Dire que je vous aime, petits enfants du monde,

petits enfants joyeux au regard de lumière,

enfants de la douleur, et enfants de misère.

Je vous aime, jeunes filles au teint clair, qui riez

et dansez votre vie en croyant à l'amour.

 

J'ai peine à vous aimer, immondes salopards

qui tuez la candeur dans les yeux des enfants,

et détruisez les femmes dans leur âme et leur corps.

Pourtant il le faudrait, puisque Dieu, parait-il

vous fit à son image. Vous, tortionnaires infâmes,

aussi vous, pères qui ne méritez pas ce nom.

Pervers de tout poil, beaufs avinés, ou notables

saisissant l'occasion, et puis la soldatesque

bénie par la nation. Vous aimer je ne puis.

 

Mais j'ai grand pitié de vous, frères inhumains

car celui qui vous fit, dit-on, à son image,

du moins  celle de Mozart, et de Pierre l'Abbé,

oublia de vous dire que l'homme peut être grand,

et  la vie magnifique… à part ces oiseaux blancs

qui tournoient sur la neige dans un soyeux silence…

 
bonus >>>>> clic

chaque année en France plus de 75.000 viols et plus de 198.000 tentatives sont recensés. Plus d'une femme sur 10 a été violée ou le sera au cours de sa vie.
Une femme meurt tous les trois jours de violences conjugales en France
En France, la maltraitance affecte probablement 10% de nos enfants, comme dans les autres pays à haut niveau de revenus. Plus de 75000 enfants (chiffre officiel) sont maltraités chaque année en France. 700 en meurent.
C'est avant l'âge de 1 an que le taux d'homicide est le plus élevé de tous les âges de la vie. 44 % des enfants maltraités ont moins de 6 ans.
60 % des cas de maltraitance sexuelle ont lieu dans la famille des victimes
source : chiffres récents publiés sur les sites officiels.
Ils ne concernent que les faits constatés.

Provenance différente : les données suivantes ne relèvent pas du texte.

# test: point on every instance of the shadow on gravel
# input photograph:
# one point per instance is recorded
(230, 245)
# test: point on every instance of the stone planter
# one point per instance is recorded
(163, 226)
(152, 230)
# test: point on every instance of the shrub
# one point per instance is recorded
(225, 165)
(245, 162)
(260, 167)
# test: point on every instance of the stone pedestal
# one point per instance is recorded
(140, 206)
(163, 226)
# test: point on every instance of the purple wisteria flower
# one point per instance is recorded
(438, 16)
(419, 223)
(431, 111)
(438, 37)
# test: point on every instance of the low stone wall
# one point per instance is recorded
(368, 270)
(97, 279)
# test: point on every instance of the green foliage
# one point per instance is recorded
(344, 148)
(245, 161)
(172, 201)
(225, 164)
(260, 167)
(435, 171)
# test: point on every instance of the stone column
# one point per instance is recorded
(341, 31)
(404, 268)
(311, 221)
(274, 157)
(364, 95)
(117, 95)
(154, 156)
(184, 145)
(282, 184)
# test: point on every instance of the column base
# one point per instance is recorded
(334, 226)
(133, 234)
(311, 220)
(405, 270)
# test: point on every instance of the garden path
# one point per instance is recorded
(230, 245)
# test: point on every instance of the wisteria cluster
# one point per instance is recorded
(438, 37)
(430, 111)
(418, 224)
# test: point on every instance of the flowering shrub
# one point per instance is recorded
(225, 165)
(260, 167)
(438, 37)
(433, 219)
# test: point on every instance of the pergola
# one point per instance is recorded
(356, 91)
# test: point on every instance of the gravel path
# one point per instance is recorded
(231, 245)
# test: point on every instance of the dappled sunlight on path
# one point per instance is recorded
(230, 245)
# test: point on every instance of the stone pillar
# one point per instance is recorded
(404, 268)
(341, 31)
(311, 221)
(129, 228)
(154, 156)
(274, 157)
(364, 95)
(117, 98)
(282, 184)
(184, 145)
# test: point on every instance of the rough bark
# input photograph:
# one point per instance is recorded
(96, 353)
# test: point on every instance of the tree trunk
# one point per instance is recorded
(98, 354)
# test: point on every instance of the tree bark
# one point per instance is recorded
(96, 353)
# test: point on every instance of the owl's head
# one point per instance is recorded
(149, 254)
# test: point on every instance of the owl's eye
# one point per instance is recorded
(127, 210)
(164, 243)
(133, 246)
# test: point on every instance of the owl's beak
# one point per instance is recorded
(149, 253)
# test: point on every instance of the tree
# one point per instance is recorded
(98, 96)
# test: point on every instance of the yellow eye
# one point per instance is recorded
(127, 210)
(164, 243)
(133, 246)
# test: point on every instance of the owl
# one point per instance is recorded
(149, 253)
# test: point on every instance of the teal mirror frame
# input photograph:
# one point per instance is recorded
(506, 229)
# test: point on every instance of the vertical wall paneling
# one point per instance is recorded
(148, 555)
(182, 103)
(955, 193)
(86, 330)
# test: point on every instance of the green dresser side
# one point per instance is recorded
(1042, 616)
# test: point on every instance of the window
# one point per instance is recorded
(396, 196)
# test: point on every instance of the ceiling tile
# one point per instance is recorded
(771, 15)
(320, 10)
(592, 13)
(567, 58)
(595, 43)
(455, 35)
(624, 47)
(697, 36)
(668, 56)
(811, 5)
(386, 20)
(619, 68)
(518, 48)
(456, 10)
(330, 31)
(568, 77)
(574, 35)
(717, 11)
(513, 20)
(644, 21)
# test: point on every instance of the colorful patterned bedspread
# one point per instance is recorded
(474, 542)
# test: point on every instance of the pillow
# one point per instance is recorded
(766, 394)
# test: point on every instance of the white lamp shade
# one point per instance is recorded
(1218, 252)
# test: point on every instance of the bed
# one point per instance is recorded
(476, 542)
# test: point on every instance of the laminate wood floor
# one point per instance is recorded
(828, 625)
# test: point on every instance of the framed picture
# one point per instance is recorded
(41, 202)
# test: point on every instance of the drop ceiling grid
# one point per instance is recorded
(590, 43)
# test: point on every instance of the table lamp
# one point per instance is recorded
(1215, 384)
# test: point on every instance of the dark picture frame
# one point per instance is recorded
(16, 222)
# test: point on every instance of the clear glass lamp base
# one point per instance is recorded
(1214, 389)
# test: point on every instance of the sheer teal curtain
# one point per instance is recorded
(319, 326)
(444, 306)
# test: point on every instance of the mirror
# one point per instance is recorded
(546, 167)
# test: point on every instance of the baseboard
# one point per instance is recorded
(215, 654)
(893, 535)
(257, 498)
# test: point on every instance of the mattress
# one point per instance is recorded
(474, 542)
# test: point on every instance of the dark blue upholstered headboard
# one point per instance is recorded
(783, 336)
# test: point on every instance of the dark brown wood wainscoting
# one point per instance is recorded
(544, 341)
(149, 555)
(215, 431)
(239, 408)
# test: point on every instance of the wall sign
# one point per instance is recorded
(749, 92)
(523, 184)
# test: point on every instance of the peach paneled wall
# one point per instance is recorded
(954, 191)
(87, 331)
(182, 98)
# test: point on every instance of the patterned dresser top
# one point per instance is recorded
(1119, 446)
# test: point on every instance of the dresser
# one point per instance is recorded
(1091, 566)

Toutes les espèces animales protègent leurs petits.

Marie Minoza 08/12/2016 09:45

Un texte très profond et plein d'émotions devant la cruauté de certains humains

Anonyme 08/06/2015 10:35

Pourquoi oublier les petits garçons, tout autant victimes que les petites filles, dans des écoles, privées ou religieuses, dans des colonies de vacances, privées ou religieuses, dans les salles de sport.....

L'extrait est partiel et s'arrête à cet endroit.